The two key ideas around the user input and the computation method need to be implemented and joined up.

As I’m just writing a proof-of-concept program, I’ll make a CLI application instead of browser-based UI. I’ll write it in Python as I’m familiar with the language for making CLIs and I have in mind the key libraries I want to use:

- lark: for defining and parsing the query language (I’ve been meaning to try this library out for a while).
- sympy: mentioned above, SymPy is a computer algebra library and more than capable of polynomial multiplication.

I’ll write a simple interpreter shell where the user can type the input and see the result using the Python standard library’s `cmd`

module. Finally, I want to be able to show the probabilities to the user in the form of a table and a plot so I’ll use tabulate and uniplot.

The structure of the program and flow of data through the code is relatively straightforward:

- Define the grammar for the query language in a file (
`grammar.lark`

). Lark reads this file and builds a parser. - Receive the input from the user as a string. Give it to the Lark parser to build a
`ParseTree`

. - Visit the nodes of the tree, storing the data in a
`ComputationDescription`

object (collection items, draw constraints, etc.). - Validate the
`ComputationDescription`

(e.g. are the constrained items in the collection?). - Evaluate the computation. This involves generating the polynomials for each item, finding the product, and extracting an array of coefficients.
- The array of coefficients (the answers for the user) is then handed to the
`Output`

class so that it can be displayed according to the user’s requirements.

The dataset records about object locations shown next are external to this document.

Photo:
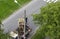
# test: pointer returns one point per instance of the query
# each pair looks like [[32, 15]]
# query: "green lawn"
[[7, 7]]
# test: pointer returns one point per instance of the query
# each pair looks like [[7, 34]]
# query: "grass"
[[7, 7]]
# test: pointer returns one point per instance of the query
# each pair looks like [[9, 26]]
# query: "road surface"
[[11, 23]]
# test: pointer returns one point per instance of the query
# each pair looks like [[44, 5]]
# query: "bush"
[[49, 19]]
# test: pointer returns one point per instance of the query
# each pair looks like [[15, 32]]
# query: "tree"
[[49, 21], [3, 35]]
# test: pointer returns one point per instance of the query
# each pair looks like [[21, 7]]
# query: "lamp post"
[[17, 2], [24, 18]]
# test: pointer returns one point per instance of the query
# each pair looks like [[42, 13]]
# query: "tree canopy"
[[3, 35], [49, 22]]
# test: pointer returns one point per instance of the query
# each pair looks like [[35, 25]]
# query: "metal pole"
[[24, 22]]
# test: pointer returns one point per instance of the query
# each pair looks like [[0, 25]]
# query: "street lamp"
[[24, 17], [17, 2]]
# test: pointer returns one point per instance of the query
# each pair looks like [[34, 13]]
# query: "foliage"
[[2, 35], [7, 7], [49, 19]]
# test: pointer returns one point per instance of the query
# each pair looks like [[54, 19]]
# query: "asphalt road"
[[11, 23]]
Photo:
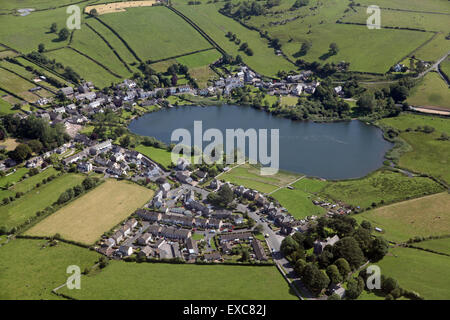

## The finished calculator

I’ve called the project “urn”. The source code is available here. You can install the calculator using:

```
pip install urn-calculator
```

To use it, type `urn`

to get the shell and enter the input:

```
urn> PROBABILITY DRAW 7
... FROM other=40, king=4, queen=4, jack=4
... WHERE king >= 2 AND queen <= 3 AND jack = 0;
draw size probability
----------- -------------
7 0.0528615
```

Use `SHOW PLOT`

and omit the draw count to see a plot of all possible (non-zero probability) draw sizes:

```
urn> PROBABILITY DRAW
... FROM other=40, king=4, queen=4, jack=4
... WHERE king >= 2 AND queen <= 3 AND jack = 0
... SHOW PLOT;
┌────────────────────────────────────────────────────────────┐
│ ▖▝ ▘▘▝ ▖ │
│ ▘ ▖ │
│ ▝ ▝ │
│ ▖ ▘ │
│ ▘ │
│ ▘ ▝ │
│ ▘ │
│ ▝ ▖ │ 0.1
│ ▖ ▗ │
│ ▗ │
│ ▖ ▖ │
│ ▗ │
│ ▗ ▝ │
│ ▘▗ │
│ ▖ ▗ │
│ ▘▝▗ │
│▘▁▁▁▁▁▁▁▁▁▁▁▁▁▁▁▁▁▁▁▁▁▁▁▁▁▁▁▁▁▁▁▁▁▁▁▁▁▁▁▁▁▁▁▁▘▝▗▁▖▗▗▁▖▗▗▁▖▗▗│ 0.0
└────────────────────────────────────────────────────────────┘
10 20 30 40
```

I added the ability for drawing without replacement too (the multinomial distribution). There is more info in the README on GitHub.

I think this calculator turned out well and I use it for my own questions. Feedback and contributions are always welcome!